1. Dominant Categories
a. Search & Synthesis: Vertical startups (e.g., Harvey for legal, OpenEvidence for healthcare).
b. Software Engineering:
- Copilots = $2B/year market; Cursor hits $1B ARR fastest ever.
- AI touches entire SDLC (coding, testing, migration, documentation).
c. Agents:
- Constrained agents thrive (e.g., Lovable, Dosu); general agents struggle.
- Success traits: Human-machine balance, workflow specificity, "show your work" UX.
d.
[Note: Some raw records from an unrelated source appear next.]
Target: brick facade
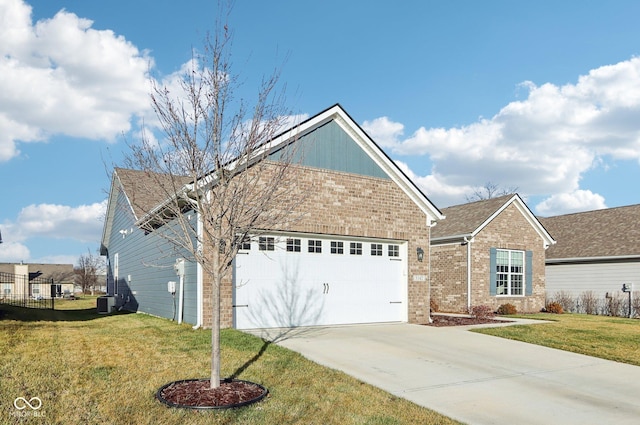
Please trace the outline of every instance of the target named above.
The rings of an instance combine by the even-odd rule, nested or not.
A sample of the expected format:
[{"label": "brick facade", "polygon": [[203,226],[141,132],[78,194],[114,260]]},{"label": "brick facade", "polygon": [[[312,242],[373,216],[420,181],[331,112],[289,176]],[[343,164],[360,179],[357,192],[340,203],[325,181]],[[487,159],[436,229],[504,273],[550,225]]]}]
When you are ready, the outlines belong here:
[{"label": "brick facade", "polygon": [[[490,249],[533,252],[533,292],[530,296],[489,294]],[[432,296],[439,310],[467,312],[467,246],[461,243],[432,246]],[[515,204],[509,205],[471,243],[471,306],[497,309],[510,303],[518,312],[538,312],[545,301],[544,241]]]},{"label": "brick facade", "polygon": [[[429,320],[429,282],[414,276],[429,275],[429,227],[427,216],[390,179],[366,177],[311,167],[296,166],[296,184],[291,189],[302,202],[300,217],[284,228],[273,229],[312,234],[395,239],[407,242],[409,323]],[[307,196],[303,195],[307,194]],[[295,198],[295,196],[294,196]],[[424,249],[423,262],[416,250]],[[211,326],[211,279],[204,277],[204,324]],[[233,283],[226,276],[221,287],[221,323],[233,325]]]}]

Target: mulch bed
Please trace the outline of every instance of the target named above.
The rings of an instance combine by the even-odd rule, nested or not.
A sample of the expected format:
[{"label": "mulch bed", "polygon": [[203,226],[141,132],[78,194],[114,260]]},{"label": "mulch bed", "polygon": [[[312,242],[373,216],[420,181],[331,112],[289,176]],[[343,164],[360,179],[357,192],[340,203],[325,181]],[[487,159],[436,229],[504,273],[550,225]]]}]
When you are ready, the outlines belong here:
[{"label": "mulch bed", "polygon": [[497,320],[490,317],[441,316],[438,314],[431,316],[431,319],[433,320],[433,323],[429,323],[427,326],[467,326],[508,322],[508,320]]},{"label": "mulch bed", "polygon": [[209,382],[208,379],[173,382],[158,392],[158,398],[173,407],[217,409],[250,404],[267,392],[253,382],[225,380],[215,389],[209,388]]}]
Creative Tools: Runway (video), Suno (music), generative design tools.

2. Emerging Opportunities
- Therapy/Life Organization: Top consumer use case (HBR survey).
- Voice Agents: Early but growing (e.g., ElevenLabs, Phonic).
- Labor Automation: Dropzone AI (security), LightTable (translation).

3. Product Development Insights
Systems Over Models
- Compound AI Systems: Combine multiple models/tools (e.g., Apple Intelligence’s hybrid architecture).
- RAG > Long Context:
- RAG outperforms 1M-token models in cost, latency, accuracy (e.g., 677ms vs. 68 sec latency).
- Context Engineering:
- Prioritize/reduce context (e.g., semantic deduplication) to fit ~60k tokens from 1M+ relevant tokens.

4. UX & Design
- Personality Matters: Base models outperform aligned models in creativity/randomness (critical for design/therapy apps).
- Agent Interfaces: Tool-specific integrations beat generic protocols (e.g., MCP).

5. Data Curation
- High-quality data boosts efficiency:
- Curated datasets reduce compute by 13% and increase training speed 7.7x.
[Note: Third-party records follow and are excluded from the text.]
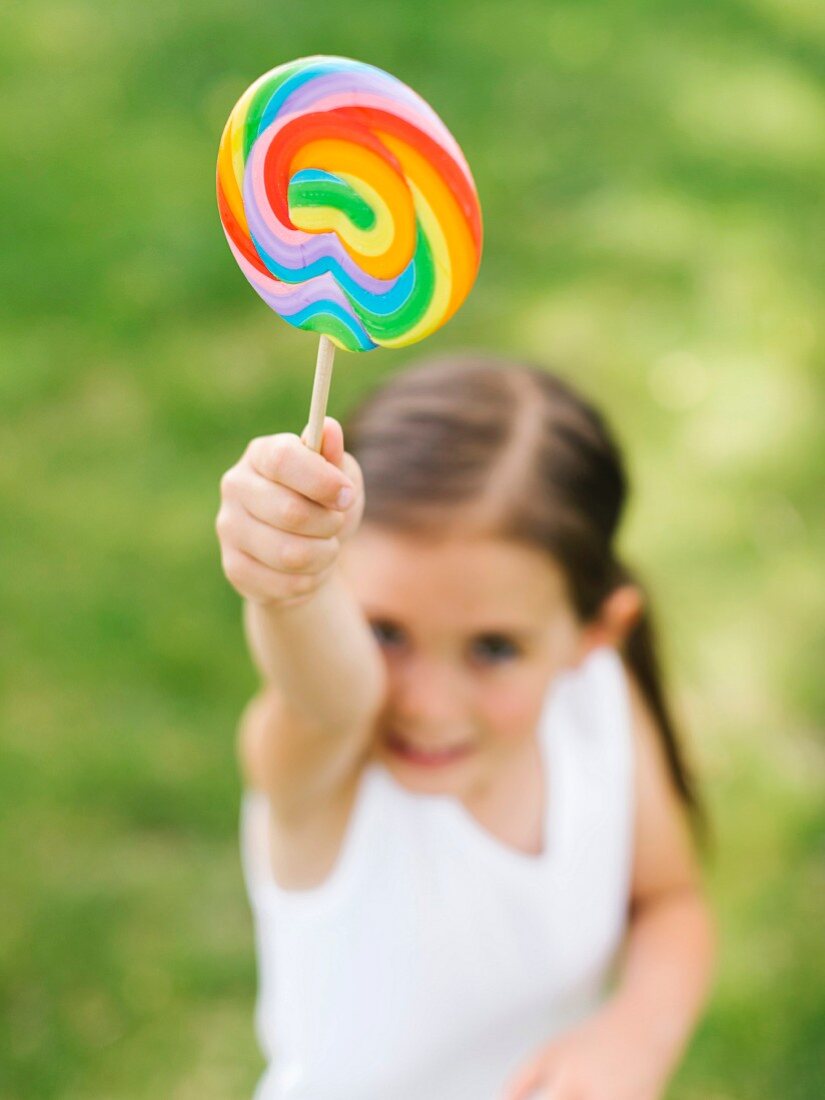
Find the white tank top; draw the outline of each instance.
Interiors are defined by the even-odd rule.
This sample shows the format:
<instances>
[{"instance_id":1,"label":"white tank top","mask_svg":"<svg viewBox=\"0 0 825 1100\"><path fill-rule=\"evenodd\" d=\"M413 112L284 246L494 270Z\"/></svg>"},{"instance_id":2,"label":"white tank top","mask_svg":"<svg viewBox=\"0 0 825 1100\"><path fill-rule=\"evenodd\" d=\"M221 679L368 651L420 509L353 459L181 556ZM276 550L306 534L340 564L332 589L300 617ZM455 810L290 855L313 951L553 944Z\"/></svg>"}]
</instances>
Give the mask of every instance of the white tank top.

Long-Term Shifts & Predictions
1. AI-Native Organizations:
- Flatter teams of generalists; specialists devalued.
- Example: Shopify mandates AI proficiency: "Learn AI or leave."
2. Labor Transformation:
- Managers shift to "AI fleet management"; designers/engineers roles blur.
- Example: CTOs spend 100% time reviewing agent output.
3. Infrastructure Renaissance:
- AI-Provisioned Infra: Databases (Neon), browsers (BrowserBase) rebuilt for AI agents.
- Semiconductor Innovation* Transformer-focused chips (Etched, d-Matrix).
4. AGI Timeline:
- 14% of AI researchers predict AGI in 3 years.

Conclusions & Strategic Implications

Winners:
- NVIDIA/GPU Clouds: Irreplaceable compute backbone.
- Vertical AI Apps: Solve specific problems (e.g., healthcare, legal).
- Data-Centric Startups: High-quality data curation/synthetic data.

Risks:
- Incumbents in "AI line of fire" (e.g., CRM, creative tools).
- Middle management erosion; specialist roles obsolete.
- Future Build Areas:
- AI Code Gen Downstream: Reinvent SDLC, testing, and observability.
- Science Foundation Models: Biology, materials, climate (e.g., Orbital Materials).
- Closed-Loop Systems: Generate + verify (e.g., AI scientists).

Final Takeaway: Foundation models are reshaping work, creativity, and infrastructure. Survival requires embracing AI- native workflows, context -aware systems, and strategic open- source leverage. The era of "thinking AI" has begun—post-training now outweighs pre-training.